New article publication: Identifying Opportunities for Virtual Reality Simulation in Surgical Education

July 1, 2015

A group of engineers, educators and surgeons met back in 2013 at the Carl J. Shapiro Simulation and Skills Center ( Beth Israel Deaconess Medical Center) in Boston as part of the IDEAS Symposium on Virtual Surgery. The purpose of the meeting was to review the background for simulation technology and to propose guidelines for its use in teaching and credentialing trainees and surgeons in practice. Kitware was invited to provide an open source perspective. I attended the meeting and gave a presentation on how open source accelerates innovation and fosters collaboration among surgical simulation researchers.

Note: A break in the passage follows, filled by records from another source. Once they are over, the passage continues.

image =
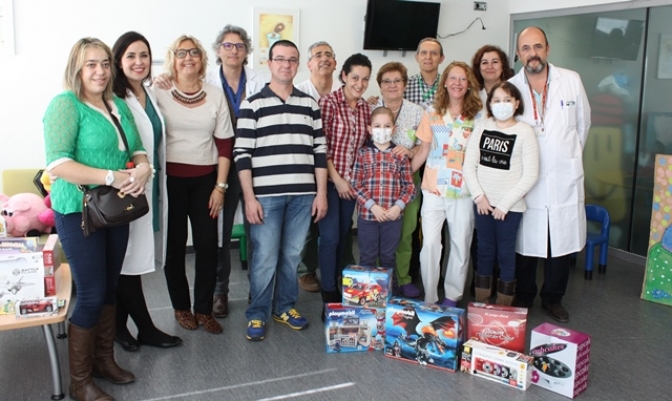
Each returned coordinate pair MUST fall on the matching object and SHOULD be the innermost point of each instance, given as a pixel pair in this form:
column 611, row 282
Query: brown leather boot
column 80, row 359
column 483, row 288
column 104, row 364
column 505, row 291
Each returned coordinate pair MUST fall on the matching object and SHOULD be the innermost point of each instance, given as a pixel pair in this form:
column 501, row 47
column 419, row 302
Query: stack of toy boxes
column 501, row 326
column 424, row 333
column 24, row 274
column 497, row 364
column 561, row 359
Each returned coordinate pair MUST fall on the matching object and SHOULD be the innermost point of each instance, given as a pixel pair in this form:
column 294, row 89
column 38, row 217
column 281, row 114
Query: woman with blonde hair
column 444, row 133
column 84, row 131
column 199, row 142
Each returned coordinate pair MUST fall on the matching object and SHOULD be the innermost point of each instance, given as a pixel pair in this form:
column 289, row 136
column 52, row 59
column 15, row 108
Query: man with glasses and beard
column 554, row 225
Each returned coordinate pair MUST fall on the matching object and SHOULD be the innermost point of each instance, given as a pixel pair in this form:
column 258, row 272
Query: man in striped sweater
column 280, row 154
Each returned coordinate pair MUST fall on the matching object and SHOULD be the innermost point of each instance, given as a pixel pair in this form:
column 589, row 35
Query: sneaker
column 256, row 330
column 557, row 312
column 293, row 319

A publication on the outcomes of this meeting was recently published in Surgical Innovation, a peer-reviewed bi-monthly journal focusing on minimally invasive surgical techniques, new instruments such as laparoscopes and endoscopes, and new technologies.

http://www.ncbi.nlm.nih.gov/pubmed/25925424

Here is a key excerpt from the paper that focuses on open-source software:

“…In addition to the engineering challenges, there are logistic difficulties in creating medical VR simulation; first it is very time consuming, and second, there is a tendency to re-invent the wheel.  Open source software models can provide the best platform for the development of VR medical simulations for the following reasons:

  1. Unlike commercial software, open source software models have no vendor locks.
  2. Since everybody is contributing and updating the code, the quality might actually be much higher than the silo-generated material.
  3. They have the ability to reproduce results by other researchers.
  4. Research labs can focus on individual components or modules without having to rewrite the entire code.
  5. They avoid  payment for a license or to work with just one company in order to improve upon already existing code/product.
  6. They encourage a greater culture of transparency and collaboration 
  7. They allows many more medical and engineering institutes to participate in the process of testing and  validation the code/product…”

The idea that open-source software models can provide the best platform for VR medical simulation development is evident in the role Simulation Open Framework Architecture (SOFA) has played for several years in fostering great research surgical simulation around the world. Other groups are following suit including OpenSurgSimm, an open source surgical simulation platform that is development by SimQuest Solutions Inc with funding support from US Army Telemedicine & Advanced Technology Research Center (TATRC). With the availability of more and more of these types of open platforms and growing culture of collaboration, it is really an exciting time to be involved in virtual reality simulation research for surgical education.